Türkiye'nin PKK terör örgütüne karşı gerek konvansiyonel askeri harekâtları gerekse nokta operasyonları tüm hızıyla devam ederken, Peşmerge – PKK arasındaki mücadele ise beklendiği gibi Suriye'de YPG/SDG'nin kontrol ettiği bölgelere de sirayet etmiş durumda. Her ne kadar ABD'nin girişimiyle KDP'ye yakın Suriyeli Kürt unsurların çatı yapılanması ENKS ile PYD terör örgütü arasında bir süredir uzlaşı görüşmeleri gerçekleşmiş olsa da Peşmerge-PKK çatışması uzlaşı görüşmelerinin tamamen başarısızlığa uğramasına sebep oldu. ABD'nin PYD/YPG'yi KCK'dan ayrıştırarak Mazlum Abdi liderliğinde yeni bir PKK denemesi de boşa çıkmış görünmekte. Nitekim süreç boyunca bağımsız bir görüntü çizmeye çalışan ve KDP liderliğiyle görece iyi bir ilişki kurma çabasında olan Mazlum Abdi ve PYD/YPG lider kadrosu, son süreçte sert şekilde KDP'yi suçlayan açıklamalar yaparak, örgütün söylemiyle tutumunu "netleştirmek" durumunda kaldı.
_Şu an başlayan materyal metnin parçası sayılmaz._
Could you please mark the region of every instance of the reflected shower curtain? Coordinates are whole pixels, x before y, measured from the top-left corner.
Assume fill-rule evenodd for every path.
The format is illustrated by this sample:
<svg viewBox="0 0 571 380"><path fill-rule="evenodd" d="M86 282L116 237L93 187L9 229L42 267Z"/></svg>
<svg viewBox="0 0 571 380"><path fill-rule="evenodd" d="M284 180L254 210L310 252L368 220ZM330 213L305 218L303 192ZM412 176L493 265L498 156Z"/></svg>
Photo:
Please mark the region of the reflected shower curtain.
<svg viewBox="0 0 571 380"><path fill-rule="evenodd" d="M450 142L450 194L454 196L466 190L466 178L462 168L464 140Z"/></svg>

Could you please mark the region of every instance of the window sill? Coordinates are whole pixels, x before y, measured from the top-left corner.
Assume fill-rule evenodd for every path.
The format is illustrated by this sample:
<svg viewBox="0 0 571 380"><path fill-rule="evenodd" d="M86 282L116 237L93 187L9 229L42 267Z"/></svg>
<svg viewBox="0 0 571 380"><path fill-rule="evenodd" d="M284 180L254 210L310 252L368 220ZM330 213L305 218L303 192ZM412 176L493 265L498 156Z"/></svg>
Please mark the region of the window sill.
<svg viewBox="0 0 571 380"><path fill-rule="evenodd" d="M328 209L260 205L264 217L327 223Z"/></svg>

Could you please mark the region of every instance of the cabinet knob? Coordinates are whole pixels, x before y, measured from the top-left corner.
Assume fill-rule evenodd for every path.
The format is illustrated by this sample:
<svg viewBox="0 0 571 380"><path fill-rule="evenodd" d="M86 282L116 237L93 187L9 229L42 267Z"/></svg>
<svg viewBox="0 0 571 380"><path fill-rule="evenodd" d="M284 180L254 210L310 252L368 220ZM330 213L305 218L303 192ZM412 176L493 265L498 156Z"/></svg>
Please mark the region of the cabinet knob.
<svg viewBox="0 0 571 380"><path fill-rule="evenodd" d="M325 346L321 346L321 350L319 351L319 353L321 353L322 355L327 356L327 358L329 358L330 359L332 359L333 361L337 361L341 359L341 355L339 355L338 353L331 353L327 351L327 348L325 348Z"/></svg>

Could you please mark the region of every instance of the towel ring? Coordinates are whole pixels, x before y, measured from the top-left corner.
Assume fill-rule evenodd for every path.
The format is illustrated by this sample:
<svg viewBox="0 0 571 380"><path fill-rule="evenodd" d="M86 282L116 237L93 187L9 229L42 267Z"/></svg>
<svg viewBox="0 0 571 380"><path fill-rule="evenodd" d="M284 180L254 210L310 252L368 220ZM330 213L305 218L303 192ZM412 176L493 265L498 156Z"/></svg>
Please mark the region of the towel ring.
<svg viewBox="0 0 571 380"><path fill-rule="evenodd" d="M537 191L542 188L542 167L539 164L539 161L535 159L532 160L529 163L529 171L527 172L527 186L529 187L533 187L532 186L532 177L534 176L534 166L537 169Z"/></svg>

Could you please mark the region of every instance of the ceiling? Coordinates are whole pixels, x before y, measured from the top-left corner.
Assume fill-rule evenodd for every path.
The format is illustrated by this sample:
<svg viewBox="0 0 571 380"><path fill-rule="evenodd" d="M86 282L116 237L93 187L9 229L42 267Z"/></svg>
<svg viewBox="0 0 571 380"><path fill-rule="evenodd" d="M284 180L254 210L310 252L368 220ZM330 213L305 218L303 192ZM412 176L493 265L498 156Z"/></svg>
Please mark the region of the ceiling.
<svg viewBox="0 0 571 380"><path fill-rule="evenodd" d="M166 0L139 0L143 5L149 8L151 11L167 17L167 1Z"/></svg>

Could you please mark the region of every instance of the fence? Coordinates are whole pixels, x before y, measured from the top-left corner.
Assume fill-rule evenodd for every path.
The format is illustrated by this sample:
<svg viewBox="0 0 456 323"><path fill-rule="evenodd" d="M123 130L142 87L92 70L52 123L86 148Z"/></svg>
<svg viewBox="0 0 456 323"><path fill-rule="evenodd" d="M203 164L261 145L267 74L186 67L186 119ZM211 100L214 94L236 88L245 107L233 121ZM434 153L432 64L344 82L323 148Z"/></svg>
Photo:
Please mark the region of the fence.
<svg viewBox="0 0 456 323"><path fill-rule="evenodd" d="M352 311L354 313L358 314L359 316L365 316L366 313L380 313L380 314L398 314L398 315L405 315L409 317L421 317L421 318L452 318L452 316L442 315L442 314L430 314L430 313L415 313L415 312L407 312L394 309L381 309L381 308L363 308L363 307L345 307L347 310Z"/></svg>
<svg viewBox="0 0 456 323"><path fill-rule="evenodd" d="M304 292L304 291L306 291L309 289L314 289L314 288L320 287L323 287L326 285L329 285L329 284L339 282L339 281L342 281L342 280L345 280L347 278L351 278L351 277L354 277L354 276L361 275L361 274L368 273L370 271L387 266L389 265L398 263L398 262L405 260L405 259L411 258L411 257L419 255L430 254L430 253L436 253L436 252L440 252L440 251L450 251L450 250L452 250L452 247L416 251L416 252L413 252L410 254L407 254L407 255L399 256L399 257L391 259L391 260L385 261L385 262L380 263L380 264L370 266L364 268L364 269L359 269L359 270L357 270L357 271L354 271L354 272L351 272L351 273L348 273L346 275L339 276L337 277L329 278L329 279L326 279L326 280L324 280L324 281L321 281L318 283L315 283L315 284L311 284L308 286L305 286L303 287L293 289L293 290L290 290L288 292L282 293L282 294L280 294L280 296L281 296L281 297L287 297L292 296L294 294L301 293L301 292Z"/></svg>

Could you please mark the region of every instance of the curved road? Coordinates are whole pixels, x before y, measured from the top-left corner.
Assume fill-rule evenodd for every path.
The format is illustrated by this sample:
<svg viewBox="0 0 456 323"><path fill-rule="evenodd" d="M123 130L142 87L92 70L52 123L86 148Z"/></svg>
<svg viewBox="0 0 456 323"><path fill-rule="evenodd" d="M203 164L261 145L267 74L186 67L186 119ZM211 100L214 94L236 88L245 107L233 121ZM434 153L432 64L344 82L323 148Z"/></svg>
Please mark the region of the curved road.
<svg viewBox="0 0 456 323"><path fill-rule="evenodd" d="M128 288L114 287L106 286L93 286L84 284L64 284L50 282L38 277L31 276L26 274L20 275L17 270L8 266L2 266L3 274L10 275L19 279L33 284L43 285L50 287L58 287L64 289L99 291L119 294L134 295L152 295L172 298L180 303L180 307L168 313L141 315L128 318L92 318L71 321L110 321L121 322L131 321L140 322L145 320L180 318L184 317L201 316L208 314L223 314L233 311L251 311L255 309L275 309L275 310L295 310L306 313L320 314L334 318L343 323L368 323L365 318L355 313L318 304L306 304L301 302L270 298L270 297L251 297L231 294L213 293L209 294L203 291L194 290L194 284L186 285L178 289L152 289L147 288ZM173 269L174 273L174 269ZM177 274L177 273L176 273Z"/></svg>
Abdi, uzun bir süre Peşmerge ile PKK arasında yaşanan gerilime rağmen görece tarafsız bir tutum almaya çalışıyordu. Nihayetinde gerek ABD'nin telkinleri gerekse ekonomik olarak Fişhabur/Semalka üzerinden IKBY'ye olan bağımlılık bu pozisyonu rasyonelleştiriyordu. Arka planda ise bazı analistler KCK liderliğine karşı daha bağımsız olma çabasının da bir tezahürü olarak bu tutumu anlamlandırıyordu.
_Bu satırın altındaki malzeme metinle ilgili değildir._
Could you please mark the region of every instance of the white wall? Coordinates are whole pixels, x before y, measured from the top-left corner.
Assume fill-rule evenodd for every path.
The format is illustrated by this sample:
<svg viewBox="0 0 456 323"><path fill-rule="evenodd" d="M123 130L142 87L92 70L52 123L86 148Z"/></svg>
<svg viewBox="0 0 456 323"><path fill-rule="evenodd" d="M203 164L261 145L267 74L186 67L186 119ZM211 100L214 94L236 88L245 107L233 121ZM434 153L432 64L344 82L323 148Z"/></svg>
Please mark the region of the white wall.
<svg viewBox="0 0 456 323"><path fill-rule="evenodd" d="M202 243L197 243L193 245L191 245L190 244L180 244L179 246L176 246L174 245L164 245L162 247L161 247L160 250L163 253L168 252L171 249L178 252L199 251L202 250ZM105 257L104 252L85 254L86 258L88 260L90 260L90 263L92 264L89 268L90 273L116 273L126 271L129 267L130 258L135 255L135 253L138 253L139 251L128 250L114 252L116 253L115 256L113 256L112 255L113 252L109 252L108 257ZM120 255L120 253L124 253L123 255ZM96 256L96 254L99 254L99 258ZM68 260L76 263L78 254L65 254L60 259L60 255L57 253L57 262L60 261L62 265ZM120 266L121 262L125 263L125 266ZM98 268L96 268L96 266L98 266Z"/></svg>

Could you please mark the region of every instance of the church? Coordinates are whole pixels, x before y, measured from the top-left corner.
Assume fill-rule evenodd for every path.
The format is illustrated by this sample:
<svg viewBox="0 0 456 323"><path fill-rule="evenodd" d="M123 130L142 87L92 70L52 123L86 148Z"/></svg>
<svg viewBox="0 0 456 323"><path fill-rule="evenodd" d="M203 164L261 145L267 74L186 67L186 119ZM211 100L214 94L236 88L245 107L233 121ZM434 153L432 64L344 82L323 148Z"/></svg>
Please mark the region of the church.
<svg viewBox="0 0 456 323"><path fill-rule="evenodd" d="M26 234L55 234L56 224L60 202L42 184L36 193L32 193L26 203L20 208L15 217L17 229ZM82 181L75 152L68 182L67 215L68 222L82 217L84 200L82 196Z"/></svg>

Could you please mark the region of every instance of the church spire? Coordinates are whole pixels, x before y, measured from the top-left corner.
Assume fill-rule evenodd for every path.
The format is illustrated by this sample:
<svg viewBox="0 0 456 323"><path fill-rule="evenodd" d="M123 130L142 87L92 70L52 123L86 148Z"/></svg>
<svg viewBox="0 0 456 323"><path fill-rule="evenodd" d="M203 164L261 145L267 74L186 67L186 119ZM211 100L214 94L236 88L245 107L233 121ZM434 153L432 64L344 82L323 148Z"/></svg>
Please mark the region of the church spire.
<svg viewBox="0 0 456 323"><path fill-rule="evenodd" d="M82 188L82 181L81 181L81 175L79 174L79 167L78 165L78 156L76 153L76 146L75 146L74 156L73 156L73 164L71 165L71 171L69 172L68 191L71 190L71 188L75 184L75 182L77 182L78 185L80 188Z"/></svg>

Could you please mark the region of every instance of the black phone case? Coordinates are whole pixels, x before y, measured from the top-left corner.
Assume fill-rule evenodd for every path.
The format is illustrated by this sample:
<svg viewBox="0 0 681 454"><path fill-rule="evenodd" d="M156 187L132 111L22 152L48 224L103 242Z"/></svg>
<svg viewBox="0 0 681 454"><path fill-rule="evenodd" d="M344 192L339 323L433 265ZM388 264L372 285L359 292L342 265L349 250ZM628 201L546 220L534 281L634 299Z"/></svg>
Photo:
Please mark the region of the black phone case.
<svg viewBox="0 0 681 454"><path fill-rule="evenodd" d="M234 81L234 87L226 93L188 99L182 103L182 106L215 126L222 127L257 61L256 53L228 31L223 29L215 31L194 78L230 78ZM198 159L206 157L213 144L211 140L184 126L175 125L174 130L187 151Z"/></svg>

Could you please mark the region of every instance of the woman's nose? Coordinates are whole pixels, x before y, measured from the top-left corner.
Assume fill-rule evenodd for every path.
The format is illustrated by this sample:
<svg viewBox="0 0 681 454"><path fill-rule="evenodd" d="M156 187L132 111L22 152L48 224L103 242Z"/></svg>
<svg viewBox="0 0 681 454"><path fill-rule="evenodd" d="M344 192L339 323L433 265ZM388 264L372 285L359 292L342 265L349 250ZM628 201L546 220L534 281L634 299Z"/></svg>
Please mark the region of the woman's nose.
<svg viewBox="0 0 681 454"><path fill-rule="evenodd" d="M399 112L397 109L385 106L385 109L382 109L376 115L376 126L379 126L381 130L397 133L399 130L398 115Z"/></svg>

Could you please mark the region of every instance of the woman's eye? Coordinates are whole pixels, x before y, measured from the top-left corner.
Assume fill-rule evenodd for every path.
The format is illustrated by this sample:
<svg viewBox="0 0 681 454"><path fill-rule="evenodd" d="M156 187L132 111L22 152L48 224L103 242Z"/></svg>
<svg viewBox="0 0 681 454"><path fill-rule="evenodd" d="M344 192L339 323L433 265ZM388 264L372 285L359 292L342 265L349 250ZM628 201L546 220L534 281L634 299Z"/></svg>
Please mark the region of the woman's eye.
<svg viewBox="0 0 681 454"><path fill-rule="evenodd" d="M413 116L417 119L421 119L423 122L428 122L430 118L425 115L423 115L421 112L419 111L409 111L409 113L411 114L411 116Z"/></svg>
Nitekim Abdi'nin ilgili pozisyonu IKBY'de de karşılık bulmaktaydı. Özellikle ABD himayesinde devam eden ENKS-PYD görüşmelerinde tahkim olan bu pozisyon Kandil'i fazlasıyla rahatsız etti ve patronun kim olduğunu Suriye sahasında göstermeye başladılar. Doğrudan Kandil adına sahaya inen Bahoz Erdal ve Sofi Nurettin gibi isimler Abdi'yi hizaya çekerken, Devrimci Gençlik Hareketi (Ciwanen Şoreşger) gibi Kandil'e bağlı terör unsurlarıyla harekete geçerek ENKS ofislerini kundaklamaya başladı. Uzlaşı görüşmeleri böylece zora sokulurken, görüşmelerde özellikle sonuçsuz kalan başlıklardan birisi de Roj Peşmergeleri oldu. Roj Peşmergeleri Suriyeli Kürtlerden oluşan bir yapıyken, ENKS'nin resmi askeri kanadı olarak tasarlanmıştı. YPG'nin Suriye'den tehcir ettiği Kürtlerden oluşan Roj Peşmergeleri, IKBY tarafından PKK'ya ve alt bileşenlerine karşı Sincar ve Suriye'de kullanılmak üzere dizayn edildi denilebilir. Kandil'in Roj Peşmergeleri'nin Suriye'ye geçmesine şiddetle karşı olduğu da biliniyor.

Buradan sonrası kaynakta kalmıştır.